Photo by Nicolas Mackall

Lead by student group Students Organizing a Multicultural and Open Society (SOMOS), Baltimore City Public Schools students held a socially-distanced press conference in front of City Hall on May 26. They demanded internet service provider Comcast make high speed internet access available to students across the country during the COVID-19 pandemic. 

“In Baltimore alone, 40.7% don’t have broadband access, the third worst connectivity rate for cities with over 500,00 people,” said Baltimore City College High School junior Kimberly Vasquez as three Baltimore lawmakers stood at a distance behind her wearing masks. 

Known as “the digital divide,” low income and communities of color are able to access high speed internet at far lower rates than wealthy communities. Around 200,000 Baltimore households with school-aged children lack access to high speed internet or a computer, a May 2020 Abell Foundation report found.

“Everyday I see the racial gap in internet access. Around 70% white households have access compared to 50% of African American households and 46% latino households,” Baltimore City Schools teacher and advisor to SOMOS Franca Muller Paz said at the press conference. “If Comcast doesn’t take a stand today, they are taking a stance to not educate Black and Brown students.”

Comcast, which holds a monopoly over residential internet access in Baltimore, said it has already taken steps to expand access during the pandemic by making its $9.95 Internet Essentials package available for free for two months to new customers who qualify for public assistance programs. It offers a speed of 25Mbps download and 3Mbps upload—fast enough, Comcast says, to support three Zoom video conferencing calls at a time.

“To confront the COVID-19 epidemic, we proactively offered 60 days of free service to any new customers,” Comcast spokesperson Jeff Alexander said in an email to The Real News

Xfinity broadband access netted Comcast $4.72 billion in revenue in 2019, an increase of 9.3% from 2018.  

Teachers and students report that Comcast’s Internet Essentials package is insufficient and its  real world application only supports only one high speed connection at a time. For Vasquez, a member of SOMOS, each morning involves her family deciding which one of them gets to use the internet because they can’t use it all at once.

“Comcast’s digital package isn’t enough,” said Vasquez. “Currently Internet Essentials is only fast enough for one device.” 

Vasquez warned that if internet access isn’t expanded, “schools risk an unprecedented dropout rate.” Vasquez co-authored a letter to Comcast dated May 22 demanding the speed of its Essentials package increase to 100Mbps download and 25Mbps upload, fast enough for five concurrent internet connections: “Baltimore City’s young people are being denied their human right to learn and work.

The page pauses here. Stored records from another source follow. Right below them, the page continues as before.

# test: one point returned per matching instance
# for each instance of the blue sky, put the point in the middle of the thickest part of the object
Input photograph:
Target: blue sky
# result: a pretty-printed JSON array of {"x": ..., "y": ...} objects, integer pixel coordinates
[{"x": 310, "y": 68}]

The crisis in education began long before COVID-19 and we must keep the gap from widening.”

The letter also demands the free internet service be extended for 60 days after schools are reopened, as well as access to Comcast internet hotspots for corporate clients: “It is important for Comcast to provide the people of Baltimore with a fast and reliable internet plan during this challenging time. Our families need time to save money after this unprecedented period of job loss.”

First District Councilman Zeke Cohen, a former Baltimore City Schools teacher, signed the letter along with over 100 local organizations.

“The reality is that we live in a city where the internet has been redlined. If you look at how the federal government carved out redline maps and gave them to banks and asked them to not lend in black communities, that’s where we lack wifi today. It’s a shame that 40% of this city lacks high speed internet access,” Cohen said at the press conference. “If you can’t get online, you can’t learn. I hear horror stories all day long, of teachers desperately trying to track down their students, about parents who are overworked, overwhelmed, who are stressed out.”

Cohen stressed that this is not only an issue in Baltimore: “This is not just a Baltimore fight, this is a Cleveland fight, a Philadelphia fight, West Virginia fight,” he said.

Nationally, approximately 4 in 10 low income African-American and Latinx households lack broadband access, Pew Research found. Only 70% of rural areas have access to high speed access, according to a 2018 FCC report. Cohen acknowledged municipal broadband could be a long-term solution to bridge the digital divide. Over 500 municipalities offer broadband access either directly or indirectly, and these providers tend to be more affordable and more accessible to traditionally marginalized communities.

District 13 Councilwoman Shannon Sneed also spoke, and urged Comcast to make high speed internet available free for those who can’t afford it.

“If we say education is important, if we say education matters, this is the way we can show them they matter,” Sneed said. 

Baltimore City Delegate Stephanie Smith, chair of Baltimore’s City’s State Delegation, also urged Comcast to act.

“If you don’t have access to information for your education your future is being stymied and that’s not an adequate response to COVID-19,” she said. “Corporate responsibility has a role in the COVID-19 response.”